Theano, we are using 0.7.0 just like you. Since Lasagne and hence nolearn are mostly python and wrapped on top of theano, I don't suspect any version mismatch issue as the wrapped c should be all the way down to Theano and our version is the same.

My best guess, as Tim pointed out, is a memory/swap issue. This is the largest net of all as it was trained using the largest portion of the training dataset and if I remember it correctly you said your setup is 16GM RAM (that's half the size of our setup and hence the most likely suspect) and I am not sure how big your GPU memory is??? Ours was 4GB in each of our GTX 980.

Segmentation fault usssually occurs when a pointer is trying to reference to unallocated or restricted memory space. So, my best guess is the c code below theano is trying to allocate memory that failed and another part of the code is trying to access that unallocated memory. Accessing the core dump could shed light on what went wrong. The memory consumption of our code increases as the training progresses and as a program crashes sometimes we noticed that the process still remains as a 'zombie' process and we didn't realize that there were too many of them and it crashed our run as the GPU ran out of memory. This can explain why the restart crashed on earlier subject than the first run.

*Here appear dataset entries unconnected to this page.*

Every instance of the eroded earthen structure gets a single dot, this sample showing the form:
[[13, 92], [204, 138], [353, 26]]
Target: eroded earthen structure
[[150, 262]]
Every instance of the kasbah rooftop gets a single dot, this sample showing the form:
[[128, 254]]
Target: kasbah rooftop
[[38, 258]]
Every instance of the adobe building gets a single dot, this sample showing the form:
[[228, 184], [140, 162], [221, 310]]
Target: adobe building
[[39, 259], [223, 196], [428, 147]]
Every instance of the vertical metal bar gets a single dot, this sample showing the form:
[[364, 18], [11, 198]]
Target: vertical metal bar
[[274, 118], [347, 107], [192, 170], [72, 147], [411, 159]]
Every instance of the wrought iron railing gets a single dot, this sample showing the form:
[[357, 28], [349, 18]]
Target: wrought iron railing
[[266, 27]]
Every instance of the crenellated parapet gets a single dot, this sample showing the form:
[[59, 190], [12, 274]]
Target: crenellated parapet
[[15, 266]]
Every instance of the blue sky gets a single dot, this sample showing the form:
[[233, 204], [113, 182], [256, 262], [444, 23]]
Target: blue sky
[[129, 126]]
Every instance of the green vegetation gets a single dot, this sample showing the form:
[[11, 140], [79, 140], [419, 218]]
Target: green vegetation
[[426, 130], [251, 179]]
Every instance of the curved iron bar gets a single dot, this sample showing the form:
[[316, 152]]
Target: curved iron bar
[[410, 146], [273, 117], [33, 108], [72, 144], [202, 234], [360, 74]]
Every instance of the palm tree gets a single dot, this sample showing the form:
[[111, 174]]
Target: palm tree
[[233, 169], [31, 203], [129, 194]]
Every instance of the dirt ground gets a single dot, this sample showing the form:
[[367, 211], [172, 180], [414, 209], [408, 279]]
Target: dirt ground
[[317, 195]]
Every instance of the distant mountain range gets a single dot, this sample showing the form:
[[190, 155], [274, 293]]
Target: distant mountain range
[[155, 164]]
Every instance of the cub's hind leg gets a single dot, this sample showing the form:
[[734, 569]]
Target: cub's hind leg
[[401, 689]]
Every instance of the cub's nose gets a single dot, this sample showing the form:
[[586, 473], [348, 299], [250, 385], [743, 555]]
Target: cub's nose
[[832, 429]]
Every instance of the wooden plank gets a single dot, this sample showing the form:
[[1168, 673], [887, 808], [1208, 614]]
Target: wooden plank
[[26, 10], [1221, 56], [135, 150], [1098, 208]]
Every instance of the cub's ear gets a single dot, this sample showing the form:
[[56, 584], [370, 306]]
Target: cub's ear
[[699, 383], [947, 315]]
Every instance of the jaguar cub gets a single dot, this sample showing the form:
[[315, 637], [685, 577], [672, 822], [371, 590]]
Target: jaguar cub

So, my suggestion is to run this net in a bit larger memory setup. If that is not possible, see the core dump to exactly debug what went wrong and reduce the dense of the net. I am pretty confident the performance of this net won't be too much degraded if the dense is reduced by a factor of 2, i.e. 2048.

Let us know for further help. Esube

Qwlouse commented 9 years ago

I'm not sure what the issue was in the end, but RAM is indeed a very likely suspect. My RAM and swap were both filling up almost to max capacity during training. Anyways, I managed to train the network, so I'm closing this issue. Thanks for your support!